The market for building Granny annexes and additional accommodation has matured – There are now more than 40 specialist companies in UK who are competing for build contracts. All have the same question asked of them by potential clients.

The subject of "Planning Permission" for additional accommodation is unclear. Here is my own view:

Our grannies need looking after and our kids coming back from "uni" with enormous debt need their own space to get going in their carreers.

Over the last 10+ years I have been dealing with an increasing flow of enquiries and visits to my own planning permission page (link in site menu above) it contains the most comprehensive and up to date information on this subject.

Most questions are almost exclusively from genuine family people who are all facing the same problem. How to provide support for elderly relatives and youngsters regarding accommodation? The two main questions are often the same.

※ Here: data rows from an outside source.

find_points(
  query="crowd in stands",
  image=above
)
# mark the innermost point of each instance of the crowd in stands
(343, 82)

1. Do I need planning permission to do this?

2. What about Council Tax?

The planning rules overall are reasonably clear. However ONE thing seems to be “not as clear as it should be” it is the subject of “kitchens” and so called “sleeping accommodation”. In short - is the new building separate living accommodation ?

Here is the statement:

From Class E of GPDO (General Permitted Development Order) section b) "A purpose incidental to a house would not, however, cover normal residential uses, such as separate self-contained accommodation nor the use of an outbuilding for primary living accommodation such as a bedroom, bathroom, kitchen".

This is very confusing indeed and provides a block for many. It is a “legal anomaly” and interpreted differently by different local authorities. In order to be understood, the precise definitions of both “kitchens” and “sleeping accommodation / living accommodation” need to be formally established and totally clarified. Of course there can be no such thing. (???) A camp-bed and a kettle? Or this or this or that!?:

Adding sleeping and eating space     

It took me 35 seconds to find each image (guess where!). Therefore it is a "misleading statement" that remains in the documentation - (Schedule E of the GPDO) + various printed handouts given by local planning departments. It has no meaning "whatsoever". And in any case who can define it!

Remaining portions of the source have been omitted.